Agent evaluation harness for OpenReward environments

Project description

Firehorse

Docs Python 3.10+ License

🔥🐴 Firehorse is a library of agent harnesses for running models against OpenReward environments.

It bridges popular harnesses (Claude Code, Codex, Gemini CLI, ReAct, ReSum) with OpenReward, letting you sample agentic trajectories without setting up environment infrastructure.
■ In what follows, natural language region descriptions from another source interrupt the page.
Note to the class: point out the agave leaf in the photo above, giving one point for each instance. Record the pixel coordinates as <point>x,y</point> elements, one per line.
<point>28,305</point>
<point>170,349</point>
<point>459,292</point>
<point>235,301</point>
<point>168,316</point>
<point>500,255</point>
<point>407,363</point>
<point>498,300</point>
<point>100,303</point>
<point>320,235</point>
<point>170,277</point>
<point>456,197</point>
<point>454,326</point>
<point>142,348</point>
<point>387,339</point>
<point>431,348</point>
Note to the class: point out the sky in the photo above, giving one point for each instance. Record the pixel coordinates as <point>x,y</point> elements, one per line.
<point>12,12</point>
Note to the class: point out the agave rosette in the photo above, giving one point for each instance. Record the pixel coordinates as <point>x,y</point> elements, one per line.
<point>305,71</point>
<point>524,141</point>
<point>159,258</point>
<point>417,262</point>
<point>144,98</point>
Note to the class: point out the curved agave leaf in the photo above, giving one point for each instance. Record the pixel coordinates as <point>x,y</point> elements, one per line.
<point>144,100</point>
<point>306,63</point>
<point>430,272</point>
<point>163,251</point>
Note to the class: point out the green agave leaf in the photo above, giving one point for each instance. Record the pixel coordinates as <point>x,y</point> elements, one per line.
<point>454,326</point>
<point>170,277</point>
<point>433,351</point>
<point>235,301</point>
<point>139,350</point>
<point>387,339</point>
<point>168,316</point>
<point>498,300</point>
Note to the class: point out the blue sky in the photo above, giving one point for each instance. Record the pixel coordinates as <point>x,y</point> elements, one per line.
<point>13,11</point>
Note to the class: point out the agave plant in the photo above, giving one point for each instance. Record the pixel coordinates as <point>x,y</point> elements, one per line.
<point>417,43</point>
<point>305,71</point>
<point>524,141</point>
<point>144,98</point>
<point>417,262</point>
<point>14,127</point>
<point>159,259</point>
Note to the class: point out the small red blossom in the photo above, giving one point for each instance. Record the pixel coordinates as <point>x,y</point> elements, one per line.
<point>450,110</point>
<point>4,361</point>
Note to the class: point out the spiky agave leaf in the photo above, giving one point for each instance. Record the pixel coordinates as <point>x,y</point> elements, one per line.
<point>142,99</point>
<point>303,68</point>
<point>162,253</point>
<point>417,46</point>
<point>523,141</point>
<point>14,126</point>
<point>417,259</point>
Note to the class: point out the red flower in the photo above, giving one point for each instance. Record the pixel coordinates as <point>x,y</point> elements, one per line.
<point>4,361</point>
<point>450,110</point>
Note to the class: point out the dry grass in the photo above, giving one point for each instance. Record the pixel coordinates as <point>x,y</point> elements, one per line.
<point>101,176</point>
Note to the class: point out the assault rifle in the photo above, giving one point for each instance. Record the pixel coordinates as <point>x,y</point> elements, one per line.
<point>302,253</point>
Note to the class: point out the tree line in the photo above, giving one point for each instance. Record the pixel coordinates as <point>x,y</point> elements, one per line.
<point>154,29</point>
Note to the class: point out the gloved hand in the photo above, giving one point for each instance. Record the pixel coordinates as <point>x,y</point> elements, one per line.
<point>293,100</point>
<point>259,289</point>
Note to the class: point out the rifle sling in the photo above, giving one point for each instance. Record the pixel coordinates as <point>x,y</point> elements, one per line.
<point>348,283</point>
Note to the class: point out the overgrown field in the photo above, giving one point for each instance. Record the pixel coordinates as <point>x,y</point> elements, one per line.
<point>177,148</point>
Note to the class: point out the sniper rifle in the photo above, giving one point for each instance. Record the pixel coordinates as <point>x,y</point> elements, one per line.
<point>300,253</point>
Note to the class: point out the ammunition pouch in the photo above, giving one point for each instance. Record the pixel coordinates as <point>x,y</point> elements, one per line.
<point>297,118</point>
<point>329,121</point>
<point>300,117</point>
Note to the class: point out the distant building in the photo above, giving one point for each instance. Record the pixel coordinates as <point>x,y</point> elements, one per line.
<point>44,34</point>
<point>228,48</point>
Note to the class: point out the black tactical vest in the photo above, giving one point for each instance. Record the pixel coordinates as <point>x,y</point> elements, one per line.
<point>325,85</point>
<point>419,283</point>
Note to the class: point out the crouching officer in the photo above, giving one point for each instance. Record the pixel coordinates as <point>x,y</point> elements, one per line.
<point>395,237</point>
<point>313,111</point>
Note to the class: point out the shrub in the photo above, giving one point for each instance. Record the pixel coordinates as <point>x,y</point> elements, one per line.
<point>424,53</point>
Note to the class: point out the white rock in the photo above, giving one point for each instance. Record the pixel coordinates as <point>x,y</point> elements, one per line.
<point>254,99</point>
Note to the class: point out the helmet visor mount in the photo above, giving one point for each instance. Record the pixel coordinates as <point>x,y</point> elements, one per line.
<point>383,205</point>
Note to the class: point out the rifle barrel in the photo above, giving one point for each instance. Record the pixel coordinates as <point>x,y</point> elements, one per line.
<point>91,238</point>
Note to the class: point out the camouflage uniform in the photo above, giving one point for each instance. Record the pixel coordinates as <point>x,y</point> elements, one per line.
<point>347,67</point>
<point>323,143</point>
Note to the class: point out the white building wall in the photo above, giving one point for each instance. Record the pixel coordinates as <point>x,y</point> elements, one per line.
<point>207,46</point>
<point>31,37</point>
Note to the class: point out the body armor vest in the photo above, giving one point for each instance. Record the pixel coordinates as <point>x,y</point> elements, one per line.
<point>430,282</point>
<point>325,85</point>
Firehorse manages concurrent trial execution and produces structured trajectory logs and aggregate results.

Quickstart

Install the firehorse library:

pip install firehorse-cli

Set up your environment variables - get an OpenReward key here:

export OPENREWARD_API_KEY=your-openreward-key
export OPENROUTER_API_KEY=your-openrouter-key # or other env if using diff model provider

Ensure you have the harness CLI installed (in this case Claude Code) and then run:

# Run Claude Code agent against an environment
firehorse \
  --env Eigent/SETA \
  --agent claude-code \
  --model openrouter/moonshotai/kimi-k2.6
  --split train
  --output-dir ./kimi-seta

Prerequisites

  • Python 3.10+
  • OpenReward API key — get one at openreward.ai
  • LLM provider API key — Anthropic, OpenAI, Google, or OpenRouter

For specific agents:

  • claude-code — requires Claude Code CLI installed (tested with v2.1.88)
  • codex — requires Codex CLI installed (tested with v0.121.0)
  • gemini — requires Gemini CLI installed (tested with v0.38.2)

Agent Types

Agent Description Providers
resum (default) ReAct loop with compaction when context fills up Anthropic, OpenAI, Google, OpenRouter, custom
claude-code Claude Code CLI with environment tools via MCP Anthropic, OpenRouter
codex Codex CLI with environment tools via MCP OpenAI
react Direct LLM API Reason-Act loop Anthropic, OpenAI, Google, OpenRouter, custom
gemini Gemini CLI with environment tools via MCP Google

Thinking / Reasoning

The --effort flag controls how much thinking/reasoning the model does. It's supported by all agents. Omitting the flag (or passing --effort none) leaves the reasoning parameter unset so each provider uses its own default. The effort level maps to each provider's native thinking mechanism:

Provider Mechanism low medium high max
Anthropic Adaptive thinking (effort param) low medium high max (Opus only)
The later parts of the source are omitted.